Die wenigen Einschränkungen der Videoüberwachung, die die Grünen bei der Einführung des § 15 a PolG im Jahr 2000 (!) erreichen konnten, werden damit hinfällig.
Die Maßnahme wird auch keineswegs auf "Kriminalitätsbrennpunkte" beschränkt bleiben, sondern ihren Befürwortern geht es gerade auch um die flächendeckende Überwachung der Innenstädte, wie die bisherigen Erfahrungen mit der Videoüberwachung belegen. So werden etwa die Haupteinkaufsstraßen der Innenstadt Mannheims mit Videokameras überwacht und mit Billigung der Verwaltungsgerichte pauschal zu sog. "Kriminalitätsschwerpunkten" erklärt (vgl. Verwaltungsgericht Karlsruhe, NVwZ 2002, 117).
Letztlich ist damit in der gesetzlichen Regelung keine Einschränkung der Maßnahme mehr enthalten. Es bleibt allein dem Gutdünken der örtlichen Polizei überlassen, ob sie von der Ermächtigung Gebrauch macht oder nicht.
Dieser Gesetzentwurf ist mit den Mindestanforderungen, die der Grundsatz der Verhältnismäßigkeit und der Grundrechtsschutz von vollkommen unverdächtigen Bürgern an den Gesetzgeber stellen, nicht vereinbar.
Daran würde sich auch dann nichts ändern, wenn in dem Gesetz eine Befristung und eine Pflicht zur Evaluation vorgesehen würde.
Zudem gibt es keinen Beleg für den angebliche Nutzen der Maßnahme zur Verringerung der Kriminalität. So gelangt eine im Auftrag der britischen Regierung erstellte wissenschaftliche Studie der Forschungsgesellschaft Nacro (zitiert in Spiegel-online vom 15.08.2002) zu dem Ergebnis, dass die in Großbritannien schon länger als in Deutschland praktizierte Videoüberwachung nicht zu einem erwähnenswerten Rückgang der Kriminalität geführt hat. Die Anbringung einer verbesserten Straßenbeleuchtung trage zur Kriminalitätsverhütung mehr bei als die Videoüberwachung. Ebenso erfolglos verlief der inzwischen abgebrochene Modellversuch einer Videoüberwachung in Bielefeld (Presseerklärung des FoeBuD e.V., Bielefeld, vom 18.07.2002; Presseerklärung Bündnis 90/ Die Grünen, Kreisverbandes Bielefeld vom 18.07.2002).

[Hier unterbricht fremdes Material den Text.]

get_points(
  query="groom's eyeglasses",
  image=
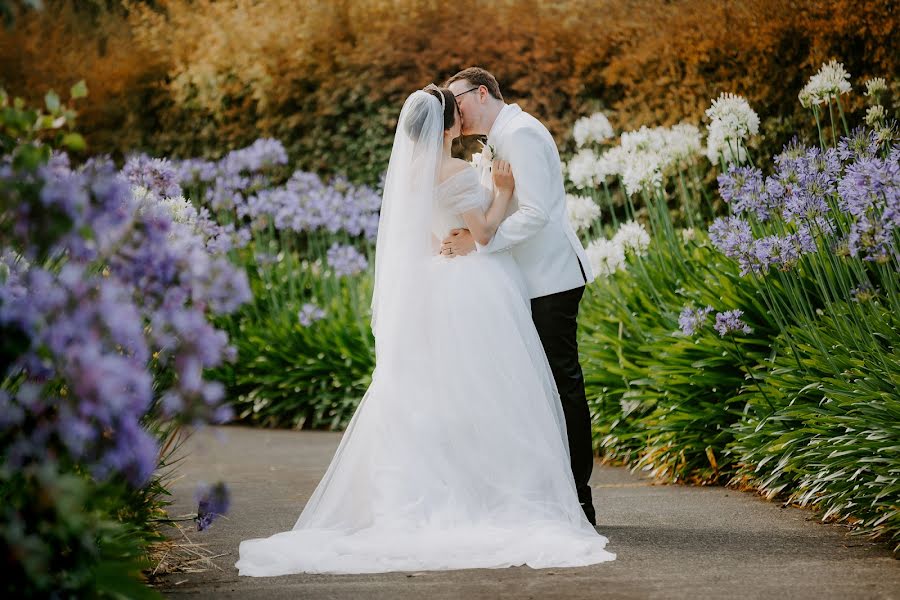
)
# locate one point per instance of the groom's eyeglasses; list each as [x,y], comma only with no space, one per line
[467,91]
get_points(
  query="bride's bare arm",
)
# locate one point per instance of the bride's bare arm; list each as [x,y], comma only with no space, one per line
[483,224]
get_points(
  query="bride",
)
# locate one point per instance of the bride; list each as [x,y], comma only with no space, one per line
[457,456]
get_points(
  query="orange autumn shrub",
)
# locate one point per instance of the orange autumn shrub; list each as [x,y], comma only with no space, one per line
[199,77]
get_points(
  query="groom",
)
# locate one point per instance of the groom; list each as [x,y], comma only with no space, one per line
[539,236]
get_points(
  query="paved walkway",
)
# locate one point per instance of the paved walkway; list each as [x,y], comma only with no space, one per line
[672,541]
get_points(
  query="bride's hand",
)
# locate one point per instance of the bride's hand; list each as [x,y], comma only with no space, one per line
[503,178]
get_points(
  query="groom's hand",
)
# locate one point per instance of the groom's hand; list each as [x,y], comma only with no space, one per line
[459,243]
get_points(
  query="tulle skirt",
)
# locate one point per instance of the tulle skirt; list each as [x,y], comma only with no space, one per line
[458,462]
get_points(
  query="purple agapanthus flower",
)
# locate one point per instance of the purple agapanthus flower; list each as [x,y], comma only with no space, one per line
[309,314]
[690,320]
[346,260]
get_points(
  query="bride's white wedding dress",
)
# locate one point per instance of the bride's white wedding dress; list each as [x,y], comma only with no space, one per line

Die Videoüberwachung öffentlicher Plätze und insbesondere der Innenstädte breitet sich in Deutschland aus wie ein Ölteppich (Leipzig, Mannheim, Sylt, Stuttgart, Dresden, Berlin, Frankfurt, Freiburg, Halle, Hamburg, Kassel, Köln, Magdeburg, Regensburg, Bielefeld). Der Gesetzentwurf ebnet dieser Entwicklung den Weg nach NRW.

2. Die Begründung des Entwurfes: Ein substanzloser Etikettenschwindel
Zu Unrecht beruft sich die Entwurfsbegründung wortreich auf die Ereignisse des 11.September 2001, um den Eindruck zu erwecken, der zusätzliche Grundrechtseingriff erfolge zur Terrorismusbekämpfung. Ein solches Vorgehen, nämlich das Vorschieben eines scheinbar unabweisbaren Anlasses ("11. Sept."; "Organisierte Kriminalität"; "Terrorismus") zur Durchsetzung von Grundrechtseingriffen, die damit nicht das geringste zu tun haben, war kennzeichnend für die Regierung Kohl, die wir deshalb stets scharf kritisiert haben. Nunmehr unterstützen die Mitglieder der Landesregierung in Düsseldorf exakt einen solchen Etikettenschwindel.
Die Videoüberwachung wird keinen Beitrag zur Ergreifung von Terroristen leisten, aber sie stellt neben der zunehmenden Telefonüberwachung und anderen Lauschangriffen einen weiteren Mosaikstein auf dem Weg in einen Überwachungsstaat orwellscher Prägung dar.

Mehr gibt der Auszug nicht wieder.